Back in 2009, a sombre, twisty Argentinian thriller called The Secret in Their Eyes pulled off a remarkable heist at the Oscars. It beat two far more critically acclaimed contenders – Michael Haneke’s The White Ribbon and Jacques Audiard’s A Prophet – to the Best Foreign Film award. It was also a substantial box office hit: again, bigger than either of those.
Juan José Campanella’s film, a policier spanning a quarter-century about an unapprehended murderer, must have tapped into the same taste for procedural whodunnits that has made all those Scandi crime dramas such water-cooler TV.
Now the Hollywood remake is upon us, and an estimable cast, headed by Chiwetel Ejiofor, Nicole Kidman and Julia Roberts, do their darnedest to make it fly. It’s been put together by one of Hollywood’s most prolific screenwriters, Billy Ray, who penned Captain Phillips, The Hunger Games, and the film version of State of Play, as well as his self-directed thrillers Shattered Glass and Breach, both of which were pretty interesting.
Why, then, does it fall so flat? Ray hasn’t nailed the structure, dug deeply enough into the characterisations, or finessed the big twist nearly well enough - that’s why. To say that his film juggles two timeframes is already flattering it – it just flings them both up in the air and switches its attention idly back and forth. One crashes right down to earth; the other hovers, semi-interestingly.
In 2002 Los Angeles, the body of a young girl is found in a dumpster next to a mosque, which all three of our leads – counter-terror investigators – are surveilling to make a breakthrough in post-9/11 intelligence.
The most powerful scene by far is the identification of this body, which Ejiofor’s Ray is the first to get a good look at. The camera tracks his gasping shock as he walks numbly across to Roberts’s character, Jess, and has to deliver the words that will ruin her life: it’s her daughter. Thunderstruck, Roberts fights her way right next to the corpse to get confirmation of her own.

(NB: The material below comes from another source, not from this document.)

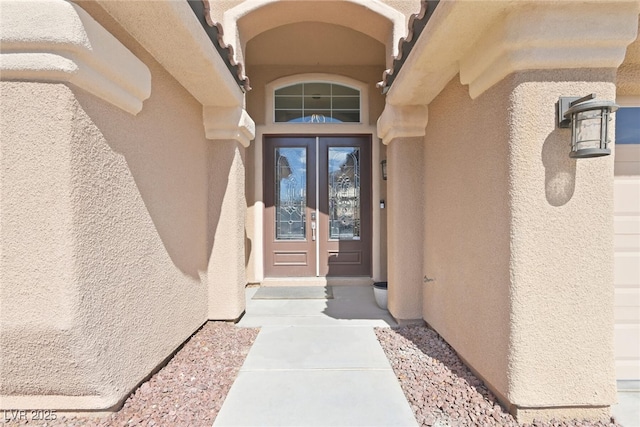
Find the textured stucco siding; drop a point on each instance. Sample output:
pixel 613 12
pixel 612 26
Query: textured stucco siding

In this one sequence she succeeds in breaking the movie wide open – it’s a gruellingly effective showcase for what a good dramatic actress she is, and makes up (at least temporarily) for the clankingly dim preamble of the preceding reel.
Thirteen years later, the presumed killer is still at large, because the cost of prosecuting him when they should have – which the powers that be prevented from happening – was potentially sacrificing leads in the war on terror. Joe Cole plays the role of this prime suspect with slovenly conviction and a drawling Eurasian accent – he’s a memorable creep.
But the case against him is circumstantial at best, hinging on his general lasciviousness, his predatory expression staring at the victim in a single photo, and a fetish for comic-book violence. It dents the film’s credibility badly that experienced investigators such as Ray and Claire (Nicole Kidman) assume they can just wing the case on a strong hunch: they must know how the system works.
Kidman only has one scene that suggests why this wholly functional part appealed, when she taunts Cole’s character about his virility, trying to get a rise and a confession out of him. Like all the other effective stuff, it’s a flashback. The 13-years-later layer of the film, where it really comes undone, is riddled with bad dialogue of the “You were always beautiful, but so ambitious...” variety, or the “Wow, 13 years, two promotions...” variety, as if the writer-director barely trusts us to get the point that everyone’s that much older.
The film also wastes too much energy detailing an unrequited crush Ray has on Claire, when the relationship that really counts here, and gets short shrift as a result, is the one between him and Jess. His fight to get justice for her daughter ought to be a moving essay on carrying your own share of a friend’s grief, but while Ejiofor is certainly pushing the role in that direction, the script has a more dubiously gimmicky resolution in mind. Ejiofor's director doesn't coax the best out of him, either: unlike the excellent Ricardo Darin first time around, he’s mostly lunging in a vacuum.
Managing to be simultaneously underdeveloped and overwrought is a common flaw in pseudo-adult thrillers. So is depending on a payload of cathartic emotion without doing the steady work of earning it.